When a payment fails, the problem isn’t just technical. It interrupts the moment of purchase and can leave customers questioning the entire experience – even if everything else worked perfectly.
“Payments have become one of the most important moments in the customer journey,” says Per Melander, Business Development Manager at Swedbank Pay. “It’s often the last step before a customer leaves. When it works smoothly, it strengthens the overall experience. When it doesn’t, it’s remembered.”
Digital habits are reshaping physical retail
Digital behavior is increasingly influencing how customers want to pay in physical environments. As QR-based ordering, self-service concepts and app-driven shopping journeys become more common, customers expect the same speed and simplicity across them all.
“One of the strongest trends we see is digital payments in physical retail,” says Melander. “Not because it’s ‘new’, but because it removes friction and matches how people already behave.”
At the same time, companies need to balance flexibility with control. Customers may want different payment options in different situations, but businesses can’t afford a setup that becomes harder to manage over time.
“The real challenge isn’t choosing one payment method,” Melander adds. “It’s offering the right mix without increasing complexity behind the scenes.”
Payments now influence conversion and loyalty
For e-commerce, payments have long been closely tied to conversion. But the same thinking now applies across channels: the easier it is to pay, the less likely customers are to drop off – whether they are checking out online or paying in-store.
Customers also expect payments to feel familiar and trustworthy. That’s one reason why mobile-first payment methods continue to grow. In the Nordics, Swish, Vipps and MobilePay have played a major role in making digital payments simple and widely used – both online and in physical environments. At the same time, Apple Pay is growing rapidly.
“More customers are leaving their wallets at home,” says Melander. “They expect to pay with their phone – quickly, securely and in a way that feels consistent, no matter where they shop.”
Why flexibility matters more than ever
The pace of change in retail is not slowing down. New sales channels appear, customer preferences shift, and payment methods evolve.
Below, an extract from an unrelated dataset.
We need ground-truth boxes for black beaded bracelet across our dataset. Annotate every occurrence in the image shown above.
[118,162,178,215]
For businesses, the question becomes how to keep up without constantly rebuilding their setup.
“A payment platform needs to support change,” says Melander. “Companies should be able to add payment methods or adjust flows without turning it into a major technical project every time.”
That includes being ready for different customer journeys – from traditional checkout to subscriptions, recurring payments and QR-driven flows.
Turn payments into a competitive advantage
To meet today's expectations, make sure you:
- let customers pay the way they expect – across channels and situations
- make it easy to complete the purchase – so nothing slows customers down
- build a setup that can adapt as your business grows – without making things harder behind the scenes.
Making it work in practice
For many businesses, the competitive advantage isn’t about offering the newest payment method first but about getting the basics right, every day: high availability, consistent experiences and reliable operations.
“When payments work the way they should, customers rarely think about them,” Melander says. “That’s actually the point. The payment experience should feel effortless – and merchants should feel confident that it will keep working as they grow.”